Although this represents less than 1/10 of bailout cash AIG reputedly needs from taxpayers, what angered citizens forget is that this barely qualifies as chutzpah … we’re comparing the rank amateurs of AIG with the seasoned professionals at Halliburton.
During his tenure as US Vice President, former Halliburton CEO Richard Cheney and long-time collaborator Secretary of Defense Rumsfeld, oversaw the handing out of hundreds of billions—perhaps as much as a trillion—not mere millions, in tax dollars as no-bid contracts to Halliburton and its subsidiaries. Much of the work contracted for was performed horrifically poorly, fraudulently, or not performed at all. Also, illness, injury, and death resulted directly from Halliburton contractors’ malfeasance.

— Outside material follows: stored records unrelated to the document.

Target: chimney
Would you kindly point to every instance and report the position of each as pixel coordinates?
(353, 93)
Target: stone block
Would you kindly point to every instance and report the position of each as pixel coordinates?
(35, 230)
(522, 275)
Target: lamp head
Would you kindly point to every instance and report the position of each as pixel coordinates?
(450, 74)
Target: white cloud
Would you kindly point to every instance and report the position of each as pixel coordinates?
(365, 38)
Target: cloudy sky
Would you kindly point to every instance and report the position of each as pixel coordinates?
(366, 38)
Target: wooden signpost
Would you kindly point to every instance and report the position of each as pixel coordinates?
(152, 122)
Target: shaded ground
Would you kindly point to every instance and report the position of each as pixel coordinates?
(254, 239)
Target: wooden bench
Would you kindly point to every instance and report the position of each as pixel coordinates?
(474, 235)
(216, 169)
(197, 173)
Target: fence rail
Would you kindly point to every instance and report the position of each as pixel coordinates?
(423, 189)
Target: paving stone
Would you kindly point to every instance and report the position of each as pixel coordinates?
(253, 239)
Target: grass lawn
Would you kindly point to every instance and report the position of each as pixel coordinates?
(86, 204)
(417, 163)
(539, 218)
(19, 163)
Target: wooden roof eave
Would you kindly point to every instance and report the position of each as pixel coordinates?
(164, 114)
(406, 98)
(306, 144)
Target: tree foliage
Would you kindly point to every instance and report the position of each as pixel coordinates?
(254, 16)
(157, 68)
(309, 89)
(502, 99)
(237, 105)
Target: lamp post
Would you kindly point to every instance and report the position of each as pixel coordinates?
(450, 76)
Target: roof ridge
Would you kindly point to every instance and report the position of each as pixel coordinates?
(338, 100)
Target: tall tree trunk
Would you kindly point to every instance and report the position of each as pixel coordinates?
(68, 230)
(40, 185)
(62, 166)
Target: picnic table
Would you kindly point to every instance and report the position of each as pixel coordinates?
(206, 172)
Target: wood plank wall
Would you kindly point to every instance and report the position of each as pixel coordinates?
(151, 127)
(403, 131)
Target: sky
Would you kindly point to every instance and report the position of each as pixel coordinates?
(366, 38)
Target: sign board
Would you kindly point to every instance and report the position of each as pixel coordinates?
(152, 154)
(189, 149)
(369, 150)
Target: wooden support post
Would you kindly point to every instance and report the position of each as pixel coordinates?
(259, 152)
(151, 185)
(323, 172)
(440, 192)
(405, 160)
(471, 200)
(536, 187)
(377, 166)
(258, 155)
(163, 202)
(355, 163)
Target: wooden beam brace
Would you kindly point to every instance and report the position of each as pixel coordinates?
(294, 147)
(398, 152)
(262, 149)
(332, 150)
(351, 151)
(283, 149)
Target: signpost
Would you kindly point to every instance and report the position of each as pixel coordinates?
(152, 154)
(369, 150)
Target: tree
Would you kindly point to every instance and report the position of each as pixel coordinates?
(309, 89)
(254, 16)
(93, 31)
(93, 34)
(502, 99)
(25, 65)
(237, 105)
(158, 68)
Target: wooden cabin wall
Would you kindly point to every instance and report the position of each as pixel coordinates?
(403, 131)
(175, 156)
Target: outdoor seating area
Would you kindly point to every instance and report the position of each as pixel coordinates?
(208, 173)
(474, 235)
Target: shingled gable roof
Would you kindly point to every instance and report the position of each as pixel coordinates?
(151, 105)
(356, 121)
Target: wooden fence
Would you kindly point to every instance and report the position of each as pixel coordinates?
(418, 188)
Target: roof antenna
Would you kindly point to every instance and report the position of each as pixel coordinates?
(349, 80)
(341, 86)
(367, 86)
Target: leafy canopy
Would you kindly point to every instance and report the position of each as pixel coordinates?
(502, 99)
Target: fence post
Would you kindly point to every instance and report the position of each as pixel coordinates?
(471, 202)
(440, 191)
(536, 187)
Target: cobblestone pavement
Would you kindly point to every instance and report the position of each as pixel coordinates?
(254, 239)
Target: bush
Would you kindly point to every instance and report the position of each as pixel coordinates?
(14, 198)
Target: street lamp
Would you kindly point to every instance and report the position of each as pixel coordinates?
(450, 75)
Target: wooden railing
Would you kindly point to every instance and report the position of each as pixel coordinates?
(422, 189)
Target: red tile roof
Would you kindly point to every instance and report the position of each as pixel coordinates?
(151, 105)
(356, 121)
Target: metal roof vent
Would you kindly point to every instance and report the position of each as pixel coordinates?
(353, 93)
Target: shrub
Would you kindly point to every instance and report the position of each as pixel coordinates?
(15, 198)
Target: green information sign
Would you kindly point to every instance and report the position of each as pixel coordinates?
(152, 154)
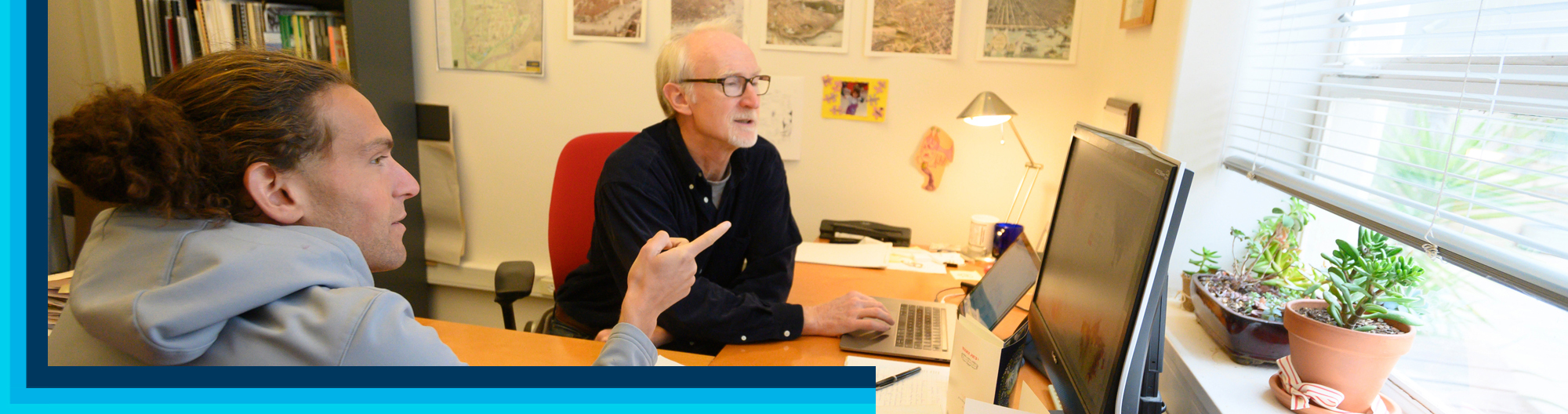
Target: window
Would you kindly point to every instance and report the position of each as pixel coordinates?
(1442, 125)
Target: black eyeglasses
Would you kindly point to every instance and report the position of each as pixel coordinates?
(736, 85)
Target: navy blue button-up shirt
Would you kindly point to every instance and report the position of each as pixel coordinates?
(652, 184)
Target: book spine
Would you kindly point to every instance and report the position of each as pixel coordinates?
(201, 31)
(343, 32)
(332, 45)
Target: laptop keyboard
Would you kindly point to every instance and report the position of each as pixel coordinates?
(921, 329)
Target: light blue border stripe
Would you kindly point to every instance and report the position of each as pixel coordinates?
(449, 396)
(13, 260)
(13, 180)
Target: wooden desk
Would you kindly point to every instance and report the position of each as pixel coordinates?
(482, 346)
(816, 285)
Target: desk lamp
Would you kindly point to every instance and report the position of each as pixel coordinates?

Have we forgotten that as Mr. Cheney handed them such largesse he was still receiving a salary from Halliburton throughout his Vice Presidency?
Where’s the outrage over that fraud and theft of tax dollars?
Now that former State Department official Larry Wilkerson has publicly acknowledged that the Bush Administration knew 95 percent of Guantanamo detainees were innocent of any dangerous crimes, and now that International Red Cross reports confirm American interrogators truly tortured detainees, shouldn’t the Justice Department and Congress take seriously criminal investigation of the Bush administration? No threat to America in my lifetime has been as dire, direct, clear, and dangerous as these attacks on the rule of law by George Bush and his fellow travelers. They threaten to destroy entirely the foundation of our society.
Our Congressmen and Senators take an oath to not only “support and defend” but also to “bear true faith and allegiance” to the Constitution; they take taxpayer money to do so … isn’t it time they earned their keep?